Compositional Closure: The Property That Makes Trust Guarantees Hold Forever

Here is the most important property in CCF's mathematical foundation. It fits in one line:

If M_1 and M_2 are doubly stochastic, then M_1 * M_2 is doubly stochastic.

The set of doubly stochastic matrices is closed under multiplication. Apply a valid trust transfer, then another, then another. A million times. The result is still a valid trust transfer. The safety guarantee at tick one is identical to the safety guarantee at tick ten million.

This property is called compositional closure, and it is why CCF's trust guarantees do not degrade over time.

The One-Line Proof

Let M_1 and M_2 be n-by-n doubly stochastic matrices.
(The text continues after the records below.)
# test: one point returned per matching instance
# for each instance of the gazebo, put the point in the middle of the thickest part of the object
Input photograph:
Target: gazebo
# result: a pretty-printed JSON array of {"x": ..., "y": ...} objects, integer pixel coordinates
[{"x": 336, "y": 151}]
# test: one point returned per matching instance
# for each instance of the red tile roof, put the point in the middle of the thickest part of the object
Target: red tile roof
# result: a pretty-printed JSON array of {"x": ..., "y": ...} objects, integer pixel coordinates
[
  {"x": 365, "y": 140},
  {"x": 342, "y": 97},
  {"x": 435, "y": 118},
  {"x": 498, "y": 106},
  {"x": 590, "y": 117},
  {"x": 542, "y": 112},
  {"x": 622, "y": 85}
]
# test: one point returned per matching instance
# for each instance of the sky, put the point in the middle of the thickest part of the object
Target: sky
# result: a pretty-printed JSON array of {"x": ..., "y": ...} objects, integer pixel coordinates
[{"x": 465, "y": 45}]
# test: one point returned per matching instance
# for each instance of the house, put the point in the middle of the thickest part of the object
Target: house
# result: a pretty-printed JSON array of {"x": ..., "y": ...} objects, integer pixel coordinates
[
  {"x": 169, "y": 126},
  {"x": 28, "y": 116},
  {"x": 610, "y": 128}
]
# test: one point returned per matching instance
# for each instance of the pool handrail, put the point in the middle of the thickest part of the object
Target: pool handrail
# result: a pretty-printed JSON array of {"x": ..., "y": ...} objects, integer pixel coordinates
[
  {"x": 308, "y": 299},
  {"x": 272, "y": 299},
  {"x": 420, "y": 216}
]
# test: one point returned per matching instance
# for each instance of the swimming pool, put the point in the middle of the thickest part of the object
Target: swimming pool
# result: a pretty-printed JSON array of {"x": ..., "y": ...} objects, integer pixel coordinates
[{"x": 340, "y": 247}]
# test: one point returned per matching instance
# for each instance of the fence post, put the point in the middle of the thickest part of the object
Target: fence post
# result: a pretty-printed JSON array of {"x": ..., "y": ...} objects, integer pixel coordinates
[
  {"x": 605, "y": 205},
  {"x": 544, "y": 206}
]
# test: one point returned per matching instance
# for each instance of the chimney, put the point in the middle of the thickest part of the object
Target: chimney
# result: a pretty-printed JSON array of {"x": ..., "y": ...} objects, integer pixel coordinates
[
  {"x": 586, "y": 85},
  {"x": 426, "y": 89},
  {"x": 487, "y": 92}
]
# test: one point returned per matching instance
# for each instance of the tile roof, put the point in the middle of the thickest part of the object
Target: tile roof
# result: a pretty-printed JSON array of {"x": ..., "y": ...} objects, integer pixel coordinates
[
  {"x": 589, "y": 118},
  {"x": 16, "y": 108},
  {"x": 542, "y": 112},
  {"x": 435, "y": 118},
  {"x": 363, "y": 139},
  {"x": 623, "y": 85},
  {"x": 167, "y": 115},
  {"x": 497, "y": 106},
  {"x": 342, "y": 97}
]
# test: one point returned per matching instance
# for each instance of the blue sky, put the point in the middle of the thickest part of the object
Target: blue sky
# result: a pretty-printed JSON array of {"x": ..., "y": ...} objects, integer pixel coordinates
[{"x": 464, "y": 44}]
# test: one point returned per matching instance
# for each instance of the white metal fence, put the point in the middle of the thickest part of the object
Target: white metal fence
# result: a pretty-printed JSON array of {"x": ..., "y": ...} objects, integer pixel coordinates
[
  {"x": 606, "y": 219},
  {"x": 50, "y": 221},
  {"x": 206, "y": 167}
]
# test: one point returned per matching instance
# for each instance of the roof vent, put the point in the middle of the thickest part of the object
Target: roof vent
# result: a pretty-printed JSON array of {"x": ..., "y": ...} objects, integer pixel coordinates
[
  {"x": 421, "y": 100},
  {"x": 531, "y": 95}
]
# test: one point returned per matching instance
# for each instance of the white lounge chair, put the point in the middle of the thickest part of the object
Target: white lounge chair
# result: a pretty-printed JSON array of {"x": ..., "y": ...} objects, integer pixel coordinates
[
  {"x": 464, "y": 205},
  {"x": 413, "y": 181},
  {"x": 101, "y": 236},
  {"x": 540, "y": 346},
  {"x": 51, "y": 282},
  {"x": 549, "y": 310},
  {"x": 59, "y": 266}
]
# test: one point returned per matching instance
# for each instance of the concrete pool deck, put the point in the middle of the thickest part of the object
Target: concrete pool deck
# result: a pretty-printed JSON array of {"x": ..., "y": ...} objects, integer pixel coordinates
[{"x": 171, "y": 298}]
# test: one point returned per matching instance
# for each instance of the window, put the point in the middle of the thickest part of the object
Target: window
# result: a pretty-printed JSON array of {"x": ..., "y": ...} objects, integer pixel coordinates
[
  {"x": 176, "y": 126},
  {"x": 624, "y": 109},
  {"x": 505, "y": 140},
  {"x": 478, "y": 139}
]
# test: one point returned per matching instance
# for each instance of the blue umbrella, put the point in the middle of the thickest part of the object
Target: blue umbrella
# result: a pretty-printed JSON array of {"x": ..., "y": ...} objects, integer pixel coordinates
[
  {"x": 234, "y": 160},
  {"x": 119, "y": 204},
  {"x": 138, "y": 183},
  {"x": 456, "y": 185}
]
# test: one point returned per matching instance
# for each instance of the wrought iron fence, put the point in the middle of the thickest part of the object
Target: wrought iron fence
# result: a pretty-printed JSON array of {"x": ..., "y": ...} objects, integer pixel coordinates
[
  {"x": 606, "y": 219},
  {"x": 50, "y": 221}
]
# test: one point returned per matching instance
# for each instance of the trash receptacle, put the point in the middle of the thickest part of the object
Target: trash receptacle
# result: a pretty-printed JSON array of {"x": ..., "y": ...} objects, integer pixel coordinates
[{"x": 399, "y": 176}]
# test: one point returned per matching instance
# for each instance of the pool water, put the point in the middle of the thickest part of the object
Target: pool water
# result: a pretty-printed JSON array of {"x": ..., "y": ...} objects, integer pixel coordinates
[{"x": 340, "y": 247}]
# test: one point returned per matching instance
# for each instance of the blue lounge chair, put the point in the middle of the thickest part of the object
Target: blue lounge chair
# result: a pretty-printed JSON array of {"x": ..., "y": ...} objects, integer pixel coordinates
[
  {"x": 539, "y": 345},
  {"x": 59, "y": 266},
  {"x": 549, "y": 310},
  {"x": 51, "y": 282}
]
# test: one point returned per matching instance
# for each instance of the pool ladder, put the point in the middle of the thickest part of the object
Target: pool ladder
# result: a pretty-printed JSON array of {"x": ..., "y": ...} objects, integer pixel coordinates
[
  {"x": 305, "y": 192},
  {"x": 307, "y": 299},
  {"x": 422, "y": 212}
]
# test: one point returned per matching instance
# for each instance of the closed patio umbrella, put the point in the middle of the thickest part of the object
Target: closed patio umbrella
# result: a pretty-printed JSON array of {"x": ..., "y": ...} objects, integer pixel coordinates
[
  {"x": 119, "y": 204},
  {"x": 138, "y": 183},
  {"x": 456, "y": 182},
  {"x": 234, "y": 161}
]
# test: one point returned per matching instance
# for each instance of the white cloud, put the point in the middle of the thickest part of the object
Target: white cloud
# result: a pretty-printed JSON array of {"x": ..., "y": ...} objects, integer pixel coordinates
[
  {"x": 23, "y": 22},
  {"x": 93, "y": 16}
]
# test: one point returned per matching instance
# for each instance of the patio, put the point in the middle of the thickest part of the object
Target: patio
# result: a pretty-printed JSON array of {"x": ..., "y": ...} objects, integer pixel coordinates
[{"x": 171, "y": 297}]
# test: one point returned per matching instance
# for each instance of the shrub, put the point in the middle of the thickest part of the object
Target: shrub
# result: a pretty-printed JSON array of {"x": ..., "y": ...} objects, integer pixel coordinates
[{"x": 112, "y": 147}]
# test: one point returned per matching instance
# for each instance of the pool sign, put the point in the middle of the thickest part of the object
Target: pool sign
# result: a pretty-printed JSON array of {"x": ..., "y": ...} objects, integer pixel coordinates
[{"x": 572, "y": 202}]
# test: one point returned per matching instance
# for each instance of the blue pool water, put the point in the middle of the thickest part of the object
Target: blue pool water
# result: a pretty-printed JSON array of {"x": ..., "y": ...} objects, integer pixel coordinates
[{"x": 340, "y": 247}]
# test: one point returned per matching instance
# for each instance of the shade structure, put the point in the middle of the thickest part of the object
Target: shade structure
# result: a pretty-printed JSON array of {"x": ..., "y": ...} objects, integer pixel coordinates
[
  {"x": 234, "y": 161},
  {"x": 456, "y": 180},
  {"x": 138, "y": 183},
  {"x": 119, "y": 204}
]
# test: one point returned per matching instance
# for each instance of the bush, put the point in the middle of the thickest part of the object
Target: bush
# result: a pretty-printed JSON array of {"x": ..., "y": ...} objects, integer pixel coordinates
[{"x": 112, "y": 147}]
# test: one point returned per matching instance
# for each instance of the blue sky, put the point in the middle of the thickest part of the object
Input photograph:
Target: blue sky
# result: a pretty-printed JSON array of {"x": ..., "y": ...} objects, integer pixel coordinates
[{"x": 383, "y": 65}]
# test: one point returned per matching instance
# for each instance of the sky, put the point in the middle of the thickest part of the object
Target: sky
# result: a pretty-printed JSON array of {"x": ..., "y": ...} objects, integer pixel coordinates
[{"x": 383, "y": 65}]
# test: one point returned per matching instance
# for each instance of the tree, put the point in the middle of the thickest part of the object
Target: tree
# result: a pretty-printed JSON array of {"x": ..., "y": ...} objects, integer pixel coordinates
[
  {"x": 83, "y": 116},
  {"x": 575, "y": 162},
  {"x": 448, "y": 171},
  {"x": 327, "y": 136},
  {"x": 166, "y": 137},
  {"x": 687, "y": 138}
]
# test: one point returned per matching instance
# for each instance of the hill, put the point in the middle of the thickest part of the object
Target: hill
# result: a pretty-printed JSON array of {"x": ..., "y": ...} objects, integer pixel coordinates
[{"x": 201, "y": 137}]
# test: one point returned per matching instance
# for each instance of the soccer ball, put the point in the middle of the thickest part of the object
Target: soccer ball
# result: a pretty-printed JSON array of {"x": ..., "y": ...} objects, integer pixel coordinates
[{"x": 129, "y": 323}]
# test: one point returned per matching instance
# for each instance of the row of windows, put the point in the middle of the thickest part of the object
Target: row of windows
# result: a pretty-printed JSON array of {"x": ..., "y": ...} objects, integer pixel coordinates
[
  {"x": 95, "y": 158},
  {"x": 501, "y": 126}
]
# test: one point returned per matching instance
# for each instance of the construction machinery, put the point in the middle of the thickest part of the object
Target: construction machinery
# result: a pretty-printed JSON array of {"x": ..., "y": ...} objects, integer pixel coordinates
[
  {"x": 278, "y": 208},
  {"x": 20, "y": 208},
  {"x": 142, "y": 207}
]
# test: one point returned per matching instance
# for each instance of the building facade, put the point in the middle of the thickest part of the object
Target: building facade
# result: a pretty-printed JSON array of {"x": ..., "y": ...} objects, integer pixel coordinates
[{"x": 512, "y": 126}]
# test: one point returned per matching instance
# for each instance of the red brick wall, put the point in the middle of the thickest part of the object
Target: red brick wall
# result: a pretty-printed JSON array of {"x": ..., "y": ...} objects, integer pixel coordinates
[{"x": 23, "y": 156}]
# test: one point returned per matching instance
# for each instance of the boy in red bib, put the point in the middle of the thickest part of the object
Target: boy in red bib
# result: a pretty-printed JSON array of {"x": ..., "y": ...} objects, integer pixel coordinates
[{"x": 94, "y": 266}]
We need to show M_1 M_2 is doubly stochastic: non-negative, row sums equal 1, column sums equal 1.

Non-negativity. The product of non-negative matrices is non-negative. Each entry of M_1 M_2 is a sum of products of non-negative terms.

Row sums. Let 1 denote the column vector of all ones.

(M_1 M_2) 1 = M_1 (M_2 1) = M_1 1 = 1

M_2 is doubly stochastic, so M_2 * 1 = 1 (row sums of M_2 are 1). Then M_1 * 1 = 1 (row sums of M_1 are 1). Therefore the row sums of the product are 1.

Column sums. Let 1^T denote the row vector of all ones.

1^T (M_1 M_2) = (1^T M_1) M_2 = 1^T M_2 = 1^T

M_1 is doubly stochastic, so 1^T M_1 = 1^T (column sums of M_1 are 1). Then 1^T M_2 = 1^T (column sums of M_2 are 1). Therefore the column sums of the product are 1.

QED. Three lines. The proof is so short because it is an algebraic identity -- it follows directly from the definition of matrix multiplication and the doubly stochastic constraint.

Why This Is Remarkable

Most safety properties degrade over time. Here is an incomplete list of systems where repeated application erodes guarantees.

RLHF alignment. A reward model is trained to approximate human preferences. The model is fine-tuned against that reward model. After training, the model's alignment is an approximation of the original preferences. Now compose two RLHF-trained models -- one generates context, the other generates a response. The alignment of the composed system is an approximation of an approximation. Each layer of composition adds approximation error. After enough layers, the connection to the original human preferences is tenuous.

RLHF: error(model_n) ~ O(n * epsilon)
CCF:  error(M^n) = 0  (exact, by closure)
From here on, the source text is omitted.